Amnesty: Myanmar Alihkan Bahan Bakar Pesawat Sipil untuk Militer

Sejak Februari 2021, lebih dari 2.300 warga sipil tewas oleh pasukan militer Myanmar.

AP Photo
Puing-puing berserakan di sekitar bangunan kayu yang hancur di dekat Desa Aung Bar Lay, kotapraja Hpakant, negara bagian Kachin di Myanmar Senin, 24 Oktober 2022. Serangan udara oleh militer Myanmar menewaskan puluhan orang, termasuk penyanyi dan musisi, yang menghadiri perayaan ulang tahun Kachin organisasi politik utama etnis minoritas, anggota kelompok dan seorang pekerja penyelamat mengatakan Senin. Amnesty: Myanmar Alihkan Bahan Bakar Pesawat Sipil untuk Militer
Rep: Santi Sopia Red: Ani Nursalikah

REPUBLIKA.CO.ID, NAY PYI DAW -- Amnesty International menyerukan negara-negara maupun perusahaan menghentikan pasokan bahan bakar penerbangan ke penguasa militer Myanmar. Amnesty International meminta pemasok bahan bakar penerbangan menangguhkan pengiriman ke Myanmar.

Baca Juga


Hal itu disebut guna mencegah pemerintah militer menggunakan pasokan untuk melakukan serangan udara terhadap sasaran sipil. Negara-negara dan perusahaan bahan bakar harus menghentikan pasokan bahan bakar penerbangan ke Myanmar karena pengiriman untuk penggunaan pesawat sipil dialihkan ke militer.

Hal itu karena angkatan udaranya telah dikaitkan dengan kejahatan perang, menurut Amnesty International dalam sebuah laporan baru yang dirilis Kamis (3/11/2022). “Tidak ada pembenaran untuk berpartisipasi dalam pasokan bahan bakar penerbangan ke militer yang memiliki penghinaan mencolok terhadap hak asasi manusia dan telah berulang kali dituduh melakukan kejahatan perang,” kata Sekretaris Jenderal Amnesty Agns Callamard, dikutip dari Aljazirah, Jumat (4/11/2022).

Callamard melanjutkan serangan udara ini telah menghancurkan keluarga, meneror warga sipil, korban tewas dan cacat.
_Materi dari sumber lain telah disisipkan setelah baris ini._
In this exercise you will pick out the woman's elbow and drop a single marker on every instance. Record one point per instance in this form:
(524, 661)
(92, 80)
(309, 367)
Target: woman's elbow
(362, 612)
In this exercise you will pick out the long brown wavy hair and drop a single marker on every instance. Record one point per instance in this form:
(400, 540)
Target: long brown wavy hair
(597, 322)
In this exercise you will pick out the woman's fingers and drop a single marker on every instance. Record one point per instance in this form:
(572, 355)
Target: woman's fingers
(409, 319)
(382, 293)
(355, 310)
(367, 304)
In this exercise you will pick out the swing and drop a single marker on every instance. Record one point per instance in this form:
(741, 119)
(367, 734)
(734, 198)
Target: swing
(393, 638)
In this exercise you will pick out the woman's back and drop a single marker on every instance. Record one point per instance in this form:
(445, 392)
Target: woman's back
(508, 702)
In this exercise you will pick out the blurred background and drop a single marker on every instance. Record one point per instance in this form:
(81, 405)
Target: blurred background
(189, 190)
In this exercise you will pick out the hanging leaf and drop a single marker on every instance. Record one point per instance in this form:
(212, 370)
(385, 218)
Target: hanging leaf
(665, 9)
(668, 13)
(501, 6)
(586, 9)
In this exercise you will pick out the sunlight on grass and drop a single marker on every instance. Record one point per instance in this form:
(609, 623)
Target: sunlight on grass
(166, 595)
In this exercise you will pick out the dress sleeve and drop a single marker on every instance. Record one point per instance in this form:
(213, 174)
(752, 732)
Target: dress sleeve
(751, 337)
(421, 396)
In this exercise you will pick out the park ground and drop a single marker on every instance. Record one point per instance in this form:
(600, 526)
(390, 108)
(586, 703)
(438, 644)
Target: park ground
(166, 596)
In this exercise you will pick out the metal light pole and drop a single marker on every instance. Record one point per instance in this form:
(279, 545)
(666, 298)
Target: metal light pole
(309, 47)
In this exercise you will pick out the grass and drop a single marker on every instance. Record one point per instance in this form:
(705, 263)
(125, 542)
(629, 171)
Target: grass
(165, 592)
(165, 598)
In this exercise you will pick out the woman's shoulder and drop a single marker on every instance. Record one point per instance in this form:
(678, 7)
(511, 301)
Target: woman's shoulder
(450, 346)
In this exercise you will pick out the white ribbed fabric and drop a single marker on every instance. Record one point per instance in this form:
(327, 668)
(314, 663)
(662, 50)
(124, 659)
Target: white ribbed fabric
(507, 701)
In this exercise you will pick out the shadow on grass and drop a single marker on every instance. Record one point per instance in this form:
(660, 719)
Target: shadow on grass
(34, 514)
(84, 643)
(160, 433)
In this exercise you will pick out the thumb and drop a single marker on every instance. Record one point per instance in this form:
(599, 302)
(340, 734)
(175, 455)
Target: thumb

Tetapi jika pesawat tidak dapat mengisi bahan bakar, mereka tidak dapat terbang dan menimbulkan malapetaka.

“Kami meminta pemasok, agen pengiriman, pemilik kapal, dan perusahaan asuransi maritim untuk menarik diri dari rantai pasokan yang menguntungkan Angkatan Udara Myanmar,” kata dia.

Sejak militer merebut kekuasaan di Myanmar pada Februari 2021, lebih dari 2.300 warga sipil telah tewas oleh pasukan militer, termasuk mereka yang menjadi sasaran serangan udara. Selama penelitiannya, Amnesty mengatakan mereka telah mendokumentasikan 16 serangan udara yang terjadi antara Maret 2021 dan Agustus 2022 di negara bagian Kayah, Kayin dan Chin serta di wilayah Sagaing.

Serangan udara itu menewaskan sedikitnya 15 warga sipil, melukai sedikitnya 36 lainnya, dan menghancurkan rumah, bangunan keagamaan, sekolah, fasilitas kesehatan, serta kamp pengungsi. Dalam dua serangan udara, militer Myanmar menggunakan munisi tandan, yang dilarang secara internasional karena sifat senjata tersebut tidak pandang bulu.

Amnesty juga mengatakan telah menghubungkan empat pangkalan udara militer, yakni Hmawbi, Magway, Tada-U dan Taungoo, dengan serangan yang merupakan kejahatan perang. “Dalam sebagian besar kasus yang terdokumentasi ini, hanya warga sipil yang tampaknya berada di lokasi serangan pada saat serangan,” kata Amnesty.

Mengalihkan pasokan bahan bakar sipil

Dalam laporan tersebut, kelompok hak asasi manusia melacak delapan pengiriman bahan bakar penerbangan yang tiba di terminal pelabuhan Thilawa, yang terletak di luar ibukota komersial negara itu, Yangon, antara Februari 2021 dan September tahun ini.

Mengutip data satelit dan dokumen yang bocor, beberapa pengiriman dikirim ke bandara yang berbagi fasilitas pengisian bahan bakar dengan pangkalan militer terdekat. Setidaknya dua dari delapan pengiriman bahan bakar dari Perusahaan Minyak Singapura milik PetroChina dan Minyak Thailand dikirim langsung ke militer. Hal itu berdasar klaim Amnesty, mengutip data bea cukai dan surat yang merinci pengiriman.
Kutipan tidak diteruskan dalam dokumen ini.